Last updated on February 7th, 2023 at 10:15 am
Challenge
A short while after I set up Cloudflare for my website, I got a warning email from cPanel saying,
AutoSSL did not renew the certificate. 9 of the website’s secured domains just failed DCV (Domain Control Validation).
My hosting plan includes a free SSL certificate that automatically renews annually. I never had a problem before, but this time.
By the way, DCV means Domain Control Validation. Does it have to be abbreviated? I had to google it. ?
Fix (temporal?)
While I had a not-so-wild guess that the recent installation of Cloudflare had something to do with it, I contacted the support desk at my hosting provider.

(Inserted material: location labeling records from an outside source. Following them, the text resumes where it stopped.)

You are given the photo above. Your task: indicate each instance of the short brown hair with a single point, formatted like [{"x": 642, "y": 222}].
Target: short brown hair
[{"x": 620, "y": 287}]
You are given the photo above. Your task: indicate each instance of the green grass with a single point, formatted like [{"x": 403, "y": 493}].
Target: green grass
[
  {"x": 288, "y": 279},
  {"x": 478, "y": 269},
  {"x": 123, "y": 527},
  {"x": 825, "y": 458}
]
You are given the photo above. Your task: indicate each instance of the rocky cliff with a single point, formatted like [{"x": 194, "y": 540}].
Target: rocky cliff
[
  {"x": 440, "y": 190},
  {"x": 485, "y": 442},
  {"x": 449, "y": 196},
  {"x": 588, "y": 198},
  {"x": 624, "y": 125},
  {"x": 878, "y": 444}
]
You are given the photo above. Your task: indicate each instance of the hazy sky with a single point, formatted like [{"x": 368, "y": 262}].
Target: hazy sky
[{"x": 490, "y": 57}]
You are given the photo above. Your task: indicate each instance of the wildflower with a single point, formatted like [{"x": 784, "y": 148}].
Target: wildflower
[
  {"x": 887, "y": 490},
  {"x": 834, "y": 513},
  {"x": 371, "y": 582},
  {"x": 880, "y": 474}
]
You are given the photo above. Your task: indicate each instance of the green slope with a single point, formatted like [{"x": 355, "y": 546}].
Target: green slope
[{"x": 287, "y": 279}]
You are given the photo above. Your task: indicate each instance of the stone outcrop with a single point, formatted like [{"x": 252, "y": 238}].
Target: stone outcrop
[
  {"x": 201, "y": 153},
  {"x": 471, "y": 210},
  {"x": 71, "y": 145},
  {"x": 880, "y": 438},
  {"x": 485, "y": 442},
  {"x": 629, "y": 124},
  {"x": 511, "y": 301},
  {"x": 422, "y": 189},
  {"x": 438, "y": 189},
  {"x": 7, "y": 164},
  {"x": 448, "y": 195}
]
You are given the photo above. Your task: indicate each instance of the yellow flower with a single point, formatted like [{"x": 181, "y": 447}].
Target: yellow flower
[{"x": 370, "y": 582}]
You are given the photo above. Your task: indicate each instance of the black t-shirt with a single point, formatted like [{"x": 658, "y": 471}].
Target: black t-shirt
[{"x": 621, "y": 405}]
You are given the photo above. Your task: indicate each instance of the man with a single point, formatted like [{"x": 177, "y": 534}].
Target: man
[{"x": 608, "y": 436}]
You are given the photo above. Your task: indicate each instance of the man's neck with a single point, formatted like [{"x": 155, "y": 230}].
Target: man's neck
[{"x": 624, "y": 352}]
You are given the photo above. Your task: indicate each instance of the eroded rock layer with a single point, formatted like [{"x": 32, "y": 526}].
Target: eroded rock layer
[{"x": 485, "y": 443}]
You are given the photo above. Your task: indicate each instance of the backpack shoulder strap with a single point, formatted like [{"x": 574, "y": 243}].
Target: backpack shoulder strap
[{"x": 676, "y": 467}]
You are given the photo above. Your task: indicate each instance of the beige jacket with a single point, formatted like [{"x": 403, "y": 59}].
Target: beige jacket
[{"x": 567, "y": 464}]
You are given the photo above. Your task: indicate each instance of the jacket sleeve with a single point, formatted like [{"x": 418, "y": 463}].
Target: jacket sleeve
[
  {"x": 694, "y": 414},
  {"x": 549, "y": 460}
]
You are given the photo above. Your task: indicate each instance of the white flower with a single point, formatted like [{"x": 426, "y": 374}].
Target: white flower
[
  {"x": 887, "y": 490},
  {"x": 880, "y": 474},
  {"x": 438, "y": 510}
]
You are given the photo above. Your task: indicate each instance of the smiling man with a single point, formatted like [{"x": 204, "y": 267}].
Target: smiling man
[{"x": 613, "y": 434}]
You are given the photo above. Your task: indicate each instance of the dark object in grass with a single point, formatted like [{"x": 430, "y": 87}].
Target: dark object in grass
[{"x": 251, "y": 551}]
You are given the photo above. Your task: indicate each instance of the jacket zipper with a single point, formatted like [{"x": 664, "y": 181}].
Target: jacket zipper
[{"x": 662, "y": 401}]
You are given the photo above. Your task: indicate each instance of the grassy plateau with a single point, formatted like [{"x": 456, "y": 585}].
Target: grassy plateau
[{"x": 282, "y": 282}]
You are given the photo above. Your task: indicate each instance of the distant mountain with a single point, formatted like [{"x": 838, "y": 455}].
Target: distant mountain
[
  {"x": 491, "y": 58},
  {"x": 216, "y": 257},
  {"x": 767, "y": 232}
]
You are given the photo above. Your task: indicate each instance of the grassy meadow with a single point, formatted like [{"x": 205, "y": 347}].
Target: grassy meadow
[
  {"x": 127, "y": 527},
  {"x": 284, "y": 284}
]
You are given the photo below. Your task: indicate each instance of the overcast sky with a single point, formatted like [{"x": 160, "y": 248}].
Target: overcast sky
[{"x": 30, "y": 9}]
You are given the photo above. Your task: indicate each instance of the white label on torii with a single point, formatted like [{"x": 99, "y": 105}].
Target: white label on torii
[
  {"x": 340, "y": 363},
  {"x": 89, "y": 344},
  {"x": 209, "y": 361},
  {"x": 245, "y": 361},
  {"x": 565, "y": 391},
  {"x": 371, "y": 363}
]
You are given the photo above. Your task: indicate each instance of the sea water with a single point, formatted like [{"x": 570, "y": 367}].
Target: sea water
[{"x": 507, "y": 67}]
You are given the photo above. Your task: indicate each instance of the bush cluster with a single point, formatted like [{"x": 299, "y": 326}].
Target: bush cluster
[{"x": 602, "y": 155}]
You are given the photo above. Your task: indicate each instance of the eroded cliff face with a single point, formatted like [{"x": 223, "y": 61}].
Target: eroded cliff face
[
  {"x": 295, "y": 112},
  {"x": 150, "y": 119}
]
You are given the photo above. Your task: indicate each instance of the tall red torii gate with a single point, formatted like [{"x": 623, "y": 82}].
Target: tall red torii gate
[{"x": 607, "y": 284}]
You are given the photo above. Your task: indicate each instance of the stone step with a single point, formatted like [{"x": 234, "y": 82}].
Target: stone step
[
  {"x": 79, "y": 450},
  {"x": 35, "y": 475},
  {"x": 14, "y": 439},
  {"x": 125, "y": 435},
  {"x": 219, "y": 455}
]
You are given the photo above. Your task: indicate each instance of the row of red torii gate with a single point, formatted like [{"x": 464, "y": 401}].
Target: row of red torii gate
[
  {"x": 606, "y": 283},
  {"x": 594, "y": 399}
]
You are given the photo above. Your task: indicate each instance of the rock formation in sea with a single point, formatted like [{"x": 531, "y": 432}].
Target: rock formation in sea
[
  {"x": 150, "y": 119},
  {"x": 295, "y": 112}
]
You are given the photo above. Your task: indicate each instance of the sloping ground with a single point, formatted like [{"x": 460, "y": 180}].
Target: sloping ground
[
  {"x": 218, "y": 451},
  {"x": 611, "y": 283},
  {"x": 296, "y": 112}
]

Here are the steps I was instructed.
I had to move to Step 2 quickly once Step 1 was done because pausing Cloudflare could give site visitors a security warning or error message.
- Pause Cloudflare on the site temporarily
→ Go to Cloudflare dashboard and select the website.

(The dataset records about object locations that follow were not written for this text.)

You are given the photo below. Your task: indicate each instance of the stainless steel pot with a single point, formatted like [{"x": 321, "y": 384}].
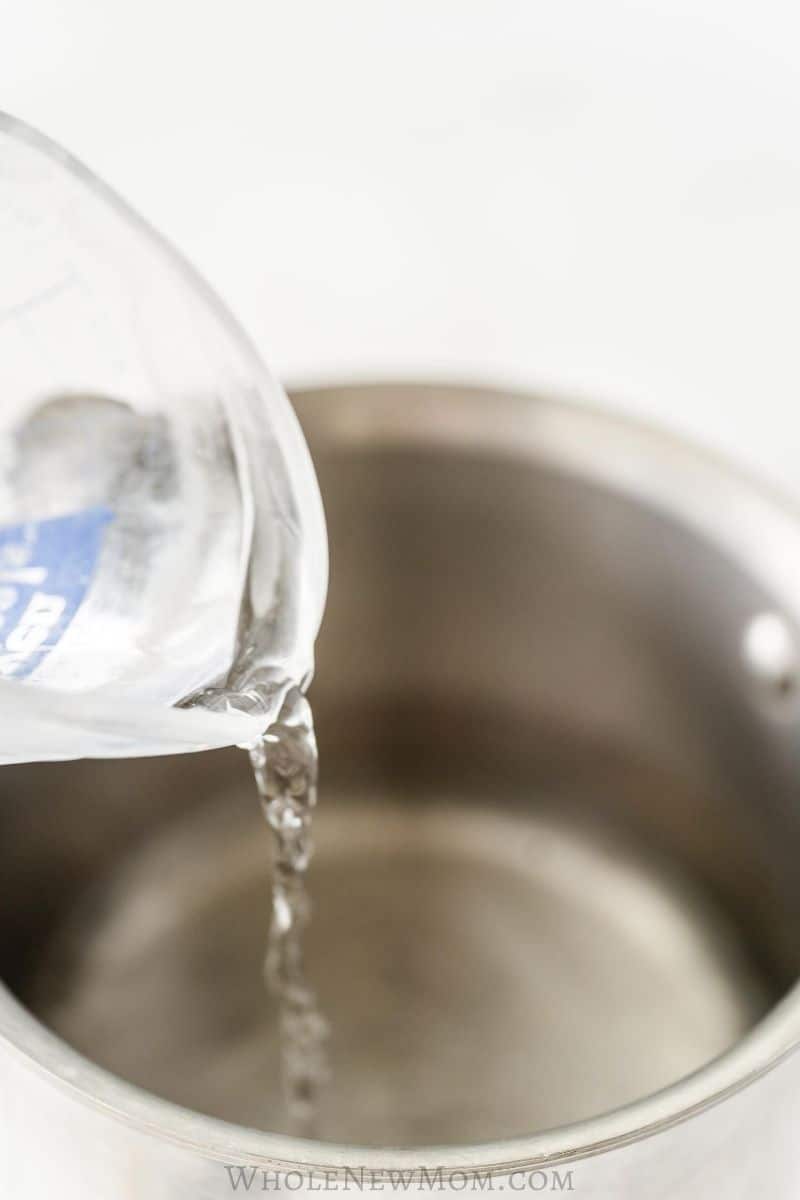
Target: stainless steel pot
[{"x": 557, "y": 898}]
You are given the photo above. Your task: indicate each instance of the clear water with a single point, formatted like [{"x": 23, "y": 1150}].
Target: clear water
[{"x": 284, "y": 763}]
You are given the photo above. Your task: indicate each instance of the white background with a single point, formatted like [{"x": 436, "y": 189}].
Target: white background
[{"x": 595, "y": 196}]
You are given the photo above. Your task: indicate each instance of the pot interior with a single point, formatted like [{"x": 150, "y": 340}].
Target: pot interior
[{"x": 558, "y": 828}]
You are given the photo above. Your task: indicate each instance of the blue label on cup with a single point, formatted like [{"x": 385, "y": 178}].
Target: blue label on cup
[{"x": 46, "y": 568}]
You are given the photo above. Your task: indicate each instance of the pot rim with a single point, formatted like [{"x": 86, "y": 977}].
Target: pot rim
[{"x": 695, "y": 486}]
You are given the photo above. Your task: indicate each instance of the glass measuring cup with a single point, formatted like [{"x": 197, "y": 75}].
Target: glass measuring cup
[{"x": 162, "y": 544}]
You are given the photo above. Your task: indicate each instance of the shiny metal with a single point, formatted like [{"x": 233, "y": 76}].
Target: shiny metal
[{"x": 555, "y": 891}]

→ On the Overview page, go to Advanced Actions at the bottom right.
→ click Pause Cloudflare on Site, then Confirm. - Install a new SSL Certificate at the hosting server
(I could have asked the support at the hosting provider to do Step 2 on their end, but I didn’t bother.)
→ Log in to cPanel and go to SSL/TLS under the Security section.
→ Click Manage SSL sites in the lower right of the page.
→ Find the domain with the issue and click Uninstall (Once it is done, auto SSL from the server side starts, but you may have to run auto SSL manually).
→ Go back to the cPanel top page, then SSL/TLS status under the Security section.
→ Select (check the boxes) the domains with the error and click the Run AutoSSL button at the top.
Once it’s done, you should see a green icon like this. - Restart Cloudflare
→ Go back to the Cloudflare dashboard and select the website.
→ On the Overview page, go to Advanced Actions at the bottom right.
→ click Enable Cloudflare on Site, then Confirm.
Thoughts
It was a quick fix, but I have to do it every time the certificate expires. “Clearing cache is not a 1-click job anymore” is another issue. Do slightly better speed and a bit more sealed “Who Is” make up for all? I don’t know. I’ll see how my lazy nature feels till the next certificate renewal.